Kongre sürecinde tarafların “kemikleşmiş” bir pozisyonda olması nedeniyle genel kurula şu veya bu biçimde katılım sağlanmasının sonucu pek fazla etkilediği söylenemez.

Sendikal Güç Birliği, kendi ilkeleri doğrultusunda sendikal yaklaşımlarını hayata geçirmeye devam edeceğini söylüyor. Bunun olanaklılığı konusundaki değerlendirmeleriniz? Olası sonuçları neler olabilir?

Türk-İş esas itibarıyla soğuk savaş döneminin ürünü bir kuruluştur. Devlet eksenine bağlı, ağırlıklı olarak kamuda örgütlenen bu kuruluşun bir anlamda misyonunu tamamladığı söylenebilir.

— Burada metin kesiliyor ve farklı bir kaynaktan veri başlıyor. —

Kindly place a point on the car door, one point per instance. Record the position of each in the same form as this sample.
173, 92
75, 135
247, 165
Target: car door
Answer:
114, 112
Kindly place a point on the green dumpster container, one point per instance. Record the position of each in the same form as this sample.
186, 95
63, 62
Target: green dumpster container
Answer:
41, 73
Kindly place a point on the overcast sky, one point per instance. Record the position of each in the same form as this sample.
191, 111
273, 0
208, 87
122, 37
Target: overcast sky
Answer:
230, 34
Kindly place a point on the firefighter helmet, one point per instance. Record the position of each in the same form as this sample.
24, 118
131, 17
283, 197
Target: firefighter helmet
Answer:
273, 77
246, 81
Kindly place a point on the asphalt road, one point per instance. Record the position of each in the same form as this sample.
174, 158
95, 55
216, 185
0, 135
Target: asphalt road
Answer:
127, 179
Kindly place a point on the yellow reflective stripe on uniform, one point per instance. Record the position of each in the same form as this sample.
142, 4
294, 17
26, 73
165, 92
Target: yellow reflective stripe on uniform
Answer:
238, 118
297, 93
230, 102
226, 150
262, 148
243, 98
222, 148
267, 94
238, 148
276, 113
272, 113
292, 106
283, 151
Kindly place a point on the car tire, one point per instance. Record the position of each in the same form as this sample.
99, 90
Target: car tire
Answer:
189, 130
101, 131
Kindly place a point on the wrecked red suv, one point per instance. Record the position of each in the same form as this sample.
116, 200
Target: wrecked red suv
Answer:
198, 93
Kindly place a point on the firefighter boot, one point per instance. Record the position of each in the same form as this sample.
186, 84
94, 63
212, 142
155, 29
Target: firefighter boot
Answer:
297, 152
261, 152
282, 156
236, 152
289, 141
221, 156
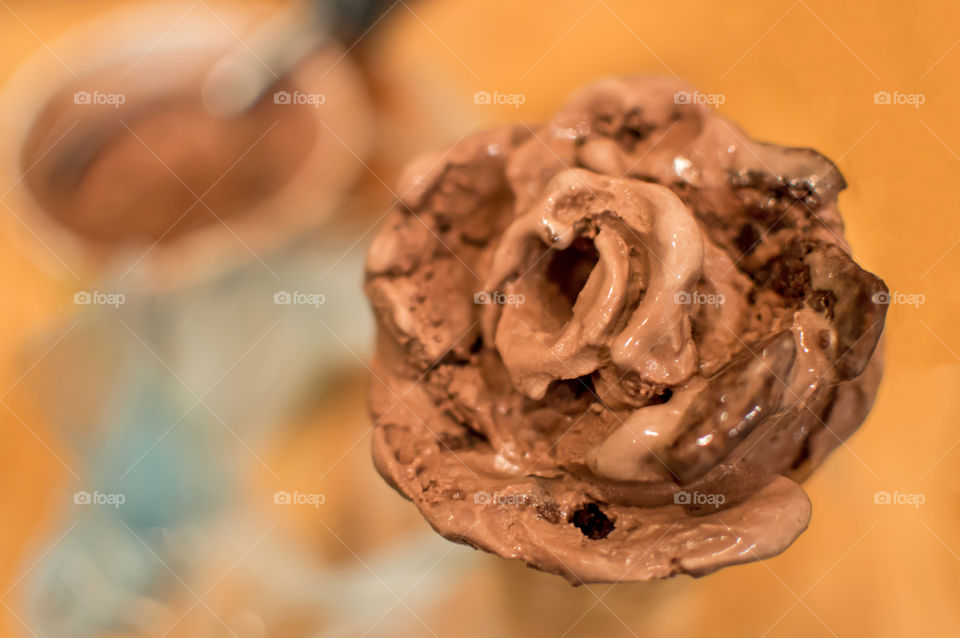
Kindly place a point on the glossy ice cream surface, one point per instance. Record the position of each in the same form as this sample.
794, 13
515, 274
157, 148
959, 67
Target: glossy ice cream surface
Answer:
612, 345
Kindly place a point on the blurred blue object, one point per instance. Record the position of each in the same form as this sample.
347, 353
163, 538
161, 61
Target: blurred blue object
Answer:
165, 398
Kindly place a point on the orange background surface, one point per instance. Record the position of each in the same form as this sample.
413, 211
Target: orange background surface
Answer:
800, 72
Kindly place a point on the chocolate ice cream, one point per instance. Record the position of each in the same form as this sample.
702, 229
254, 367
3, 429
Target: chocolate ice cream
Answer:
612, 345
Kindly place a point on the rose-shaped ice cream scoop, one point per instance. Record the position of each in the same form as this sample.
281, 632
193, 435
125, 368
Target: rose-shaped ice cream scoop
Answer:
612, 345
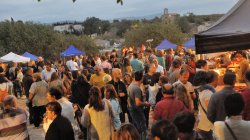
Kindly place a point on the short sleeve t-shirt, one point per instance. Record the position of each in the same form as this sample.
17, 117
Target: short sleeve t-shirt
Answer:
134, 91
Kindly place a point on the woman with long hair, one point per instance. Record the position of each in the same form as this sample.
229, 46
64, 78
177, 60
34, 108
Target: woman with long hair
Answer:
80, 89
127, 68
55, 80
111, 95
182, 95
97, 116
38, 97
66, 80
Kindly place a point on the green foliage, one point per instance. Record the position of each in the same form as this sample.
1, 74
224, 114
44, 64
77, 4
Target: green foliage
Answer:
39, 39
156, 31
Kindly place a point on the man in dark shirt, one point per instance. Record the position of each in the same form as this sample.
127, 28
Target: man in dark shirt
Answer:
246, 96
216, 109
169, 106
121, 91
136, 105
27, 82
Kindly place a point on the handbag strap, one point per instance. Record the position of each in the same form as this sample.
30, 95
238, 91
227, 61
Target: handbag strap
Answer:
231, 131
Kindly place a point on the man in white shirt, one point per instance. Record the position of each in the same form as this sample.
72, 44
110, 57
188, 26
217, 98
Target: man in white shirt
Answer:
46, 73
183, 79
159, 68
73, 65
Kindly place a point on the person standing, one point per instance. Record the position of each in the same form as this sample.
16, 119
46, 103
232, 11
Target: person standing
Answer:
13, 120
46, 73
97, 78
169, 106
60, 128
121, 92
216, 109
136, 64
38, 93
111, 95
233, 128
27, 82
246, 96
97, 116
136, 104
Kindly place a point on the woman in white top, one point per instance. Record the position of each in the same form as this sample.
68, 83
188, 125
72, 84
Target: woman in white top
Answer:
97, 116
233, 128
112, 96
205, 92
4, 87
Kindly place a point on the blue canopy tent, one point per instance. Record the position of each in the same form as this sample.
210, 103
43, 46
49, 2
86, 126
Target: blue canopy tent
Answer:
190, 43
165, 44
31, 56
71, 51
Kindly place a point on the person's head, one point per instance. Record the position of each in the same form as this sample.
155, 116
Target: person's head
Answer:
191, 59
37, 77
53, 109
103, 58
54, 76
156, 62
128, 78
55, 93
184, 76
75, 74
3, 79
67, 75
135, 55
202, 64
200, 78
163, 80
169, 51
127, 132
140, 55
138, 76
184, 121
179, 89
164, 130
110, 92
247, 76
212, 78
95, 99
48, 66
9, 102
229, 78
126, 62
240, 55
167, 89
176, 63
161, 53
116, 74
152, 68
234, 104
98, 69
39, 59
107, 78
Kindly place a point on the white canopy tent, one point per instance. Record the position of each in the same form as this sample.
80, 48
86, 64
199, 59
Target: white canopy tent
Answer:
12, 57
230, 33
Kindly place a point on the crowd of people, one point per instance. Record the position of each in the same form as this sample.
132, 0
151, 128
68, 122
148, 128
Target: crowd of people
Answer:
112, 97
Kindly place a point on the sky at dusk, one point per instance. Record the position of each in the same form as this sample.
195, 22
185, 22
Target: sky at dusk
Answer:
49, 11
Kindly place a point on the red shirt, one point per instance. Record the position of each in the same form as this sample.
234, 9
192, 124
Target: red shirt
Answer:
246, 97
167, 108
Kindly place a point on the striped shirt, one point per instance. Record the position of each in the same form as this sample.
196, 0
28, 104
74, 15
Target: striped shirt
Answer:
13, 125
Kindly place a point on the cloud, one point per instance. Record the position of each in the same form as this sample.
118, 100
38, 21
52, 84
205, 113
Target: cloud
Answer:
48, 11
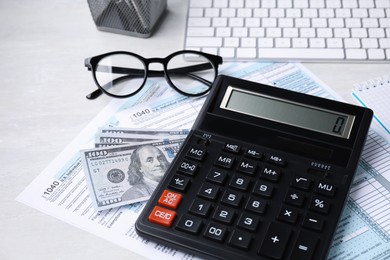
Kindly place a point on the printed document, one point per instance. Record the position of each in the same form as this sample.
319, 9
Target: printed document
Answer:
61, 189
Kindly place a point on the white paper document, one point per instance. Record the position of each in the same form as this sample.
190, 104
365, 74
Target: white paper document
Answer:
61, 189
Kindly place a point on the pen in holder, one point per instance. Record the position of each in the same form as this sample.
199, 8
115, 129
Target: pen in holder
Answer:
130, 17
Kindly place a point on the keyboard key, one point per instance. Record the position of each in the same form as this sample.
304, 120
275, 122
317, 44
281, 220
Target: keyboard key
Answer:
256, 205
270, 173
240, 182
276, 159
189, 224
246, 53
232, 198
216, 232
247, 166
288, 214
305, 245
200, 207
356, 54
216, 175
170, 199
275, 241
324, 188
320, 204
225, 161
208, 191
234, 148
249, 222
179, 182
268, 53
263, 189
162, 216
196, 153
240, 239
313, 222
204, 41
295, 198
301, 182
188, 167
224, 214
254, 153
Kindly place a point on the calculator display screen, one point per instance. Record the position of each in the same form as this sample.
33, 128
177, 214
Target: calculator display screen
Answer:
288, 112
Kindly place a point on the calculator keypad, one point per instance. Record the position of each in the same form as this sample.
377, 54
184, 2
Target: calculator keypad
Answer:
246, 199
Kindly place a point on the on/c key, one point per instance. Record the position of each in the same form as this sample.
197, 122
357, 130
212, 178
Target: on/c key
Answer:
162, 216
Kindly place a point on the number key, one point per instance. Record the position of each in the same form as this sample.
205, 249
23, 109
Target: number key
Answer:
240, 182
232, 198
208, 191
216, 232
200, 207
216, 175
263, 189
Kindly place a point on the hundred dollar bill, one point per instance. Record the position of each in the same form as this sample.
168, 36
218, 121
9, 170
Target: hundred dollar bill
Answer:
134, 131
118, 136
126, 174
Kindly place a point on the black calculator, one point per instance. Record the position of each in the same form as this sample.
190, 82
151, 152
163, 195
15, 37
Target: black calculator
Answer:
263, 174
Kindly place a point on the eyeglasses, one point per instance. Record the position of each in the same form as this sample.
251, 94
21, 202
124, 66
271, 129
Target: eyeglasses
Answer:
123, 74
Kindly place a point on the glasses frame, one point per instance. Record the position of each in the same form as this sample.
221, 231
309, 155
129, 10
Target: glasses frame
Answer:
92, 65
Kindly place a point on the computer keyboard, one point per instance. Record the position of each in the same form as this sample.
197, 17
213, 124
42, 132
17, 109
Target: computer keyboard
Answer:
299, 30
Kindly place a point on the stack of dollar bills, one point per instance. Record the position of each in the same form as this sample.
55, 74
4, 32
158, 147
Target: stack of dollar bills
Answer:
127, 164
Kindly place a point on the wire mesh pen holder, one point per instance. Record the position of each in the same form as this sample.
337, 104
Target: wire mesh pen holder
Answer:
130, 17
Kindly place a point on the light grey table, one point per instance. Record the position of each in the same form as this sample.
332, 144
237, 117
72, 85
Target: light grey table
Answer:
43, 83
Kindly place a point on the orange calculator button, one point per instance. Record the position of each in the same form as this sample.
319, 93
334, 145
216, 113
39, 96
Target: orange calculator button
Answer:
170, 199
161, 216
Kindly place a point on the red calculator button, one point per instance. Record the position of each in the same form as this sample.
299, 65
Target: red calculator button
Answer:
170, 199
161, 216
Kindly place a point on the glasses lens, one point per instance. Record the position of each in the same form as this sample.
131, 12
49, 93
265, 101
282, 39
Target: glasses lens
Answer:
120, 74
191, 73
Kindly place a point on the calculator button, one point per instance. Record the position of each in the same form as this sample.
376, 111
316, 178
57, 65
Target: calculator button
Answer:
276, 159
326, 189
200, 207
288, 214
216, 175
162, 216
240, 182
301, 182
208, 191
275, 241
179, 182
170, 199
319, 204
270, 173
216, 232
189, 224
234, 148
188, 167
263, 189
240, 239
225, 161
256, 205
232, 198
224, 215
196, 153
295, 198
248, 222
304, 246
253, 153
313, 222
247, 166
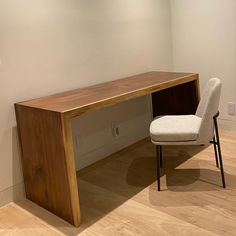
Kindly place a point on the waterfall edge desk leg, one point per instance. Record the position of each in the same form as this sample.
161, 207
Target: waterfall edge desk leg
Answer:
48, 161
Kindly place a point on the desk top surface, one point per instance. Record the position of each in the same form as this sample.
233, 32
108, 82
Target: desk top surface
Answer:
104, 94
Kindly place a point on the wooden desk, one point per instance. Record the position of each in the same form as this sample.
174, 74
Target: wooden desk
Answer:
45, 133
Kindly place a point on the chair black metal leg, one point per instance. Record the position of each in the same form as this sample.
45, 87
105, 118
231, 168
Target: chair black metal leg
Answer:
216, 156
219, 151
158, 168
161, 161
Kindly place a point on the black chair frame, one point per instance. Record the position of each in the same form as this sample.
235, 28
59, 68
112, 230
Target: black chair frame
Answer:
217, 150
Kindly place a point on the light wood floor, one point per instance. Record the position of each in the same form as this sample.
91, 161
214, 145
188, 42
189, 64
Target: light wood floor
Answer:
118, 196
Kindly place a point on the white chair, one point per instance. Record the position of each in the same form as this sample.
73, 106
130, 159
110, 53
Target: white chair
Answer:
198, 129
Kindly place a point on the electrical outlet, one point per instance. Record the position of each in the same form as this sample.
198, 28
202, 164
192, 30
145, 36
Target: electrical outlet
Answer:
115, 130
231, 108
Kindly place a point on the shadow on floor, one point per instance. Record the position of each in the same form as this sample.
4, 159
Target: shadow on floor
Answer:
109, 185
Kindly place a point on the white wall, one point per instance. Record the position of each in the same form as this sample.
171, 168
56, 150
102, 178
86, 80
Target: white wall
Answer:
48, 46
204, 41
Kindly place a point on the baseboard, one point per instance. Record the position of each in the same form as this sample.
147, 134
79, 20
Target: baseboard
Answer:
12, 194
227, 124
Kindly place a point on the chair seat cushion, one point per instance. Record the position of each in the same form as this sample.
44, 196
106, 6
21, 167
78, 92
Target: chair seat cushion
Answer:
179, 128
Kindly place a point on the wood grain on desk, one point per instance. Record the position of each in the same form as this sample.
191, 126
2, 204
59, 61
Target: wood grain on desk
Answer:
45, 133
96, 96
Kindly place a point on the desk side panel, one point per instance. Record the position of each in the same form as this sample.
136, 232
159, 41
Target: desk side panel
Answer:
44, 161
178, 100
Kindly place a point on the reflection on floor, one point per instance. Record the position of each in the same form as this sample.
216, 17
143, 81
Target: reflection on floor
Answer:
118, 196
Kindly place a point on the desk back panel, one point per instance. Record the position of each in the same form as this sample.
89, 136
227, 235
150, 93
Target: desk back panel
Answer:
178, 100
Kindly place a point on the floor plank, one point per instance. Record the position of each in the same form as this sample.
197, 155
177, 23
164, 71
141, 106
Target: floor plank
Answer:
118, 196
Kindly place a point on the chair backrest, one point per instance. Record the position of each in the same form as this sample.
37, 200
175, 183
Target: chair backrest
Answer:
207, 108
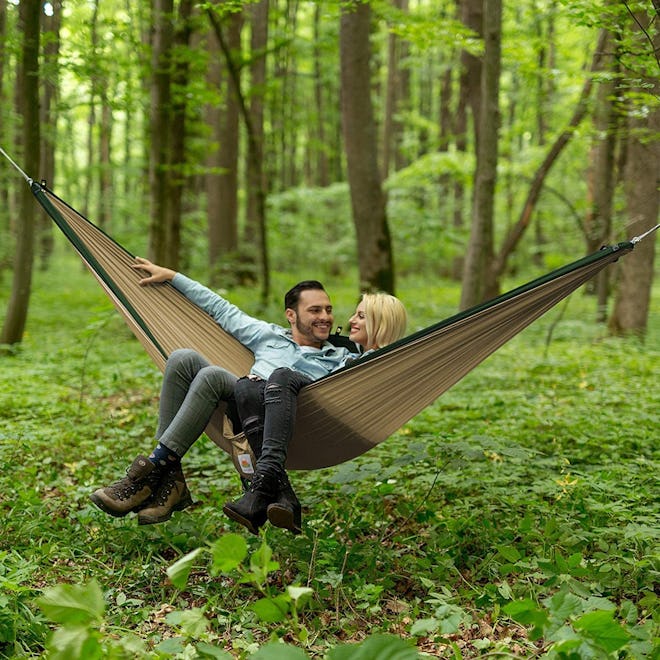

Türk-İş, 1990’lı yılların başında 800 bin işçi adına toplu iş sözleşmesi yaparken 2011’de bu sayı 230 bine kadar geriledi. Sadece 9 yıllık AKP döneminde, kamuda toplu sözleşme kapsamındaki işçi sayısı 300 bin kişi azaldı. Önümüzdeki dönem şeker, madenler, karayolları, enerji gibi sektörlerde yapılacak özelleştirmelerle bu sayının 100 binli rakamlara düşmesi bekleniyor.

Kamudaki gücünü iyice yitiren Türk-İş’in diğer yandan kıdem tazminatı, yeni esnek çalışma biçimleri, kiralık işçilik, bölgesel asgari ücret gibi emeğin haklarına yönelik saldırılar karşısında daha da zor bir duruma düşeceği görülüyor.

Bu koşullar altında Sendikal Güç Birliği’ni de zorlu bir süreç bekliyor. Türk-İş’te mücadeleyi sürdüreceğini belirten SGBP’nin yönetime gelmiş olsaydı bile konfederasyonun bu kemikleşmiş yapısı ile ciddi ve bütünsel anlamda bir sınıf mücadelesi verebilmesi zor gözüküyordu.

Önümüzdeki dönemde siyasal iktidarın ve sermayenin emeğe yönelik saldırıları karşısında işçi ve memur başta olmak üzere güvencesiz çalışanları, emeklileri ve işsizleri de kapsayan bir emek cephesinin örülmesi gerekli hale geliyor. Bunun için de öncü bir güce ihtiyaç var.

Bu çerçevede Türk-İş’te ve diğer emek örgütlerinde sınıf mücadelesini temel alan sendikaların yeni bir sendikal oluşuma yönelmeleri önemli bir alternatif olarak gündeme gelebilir.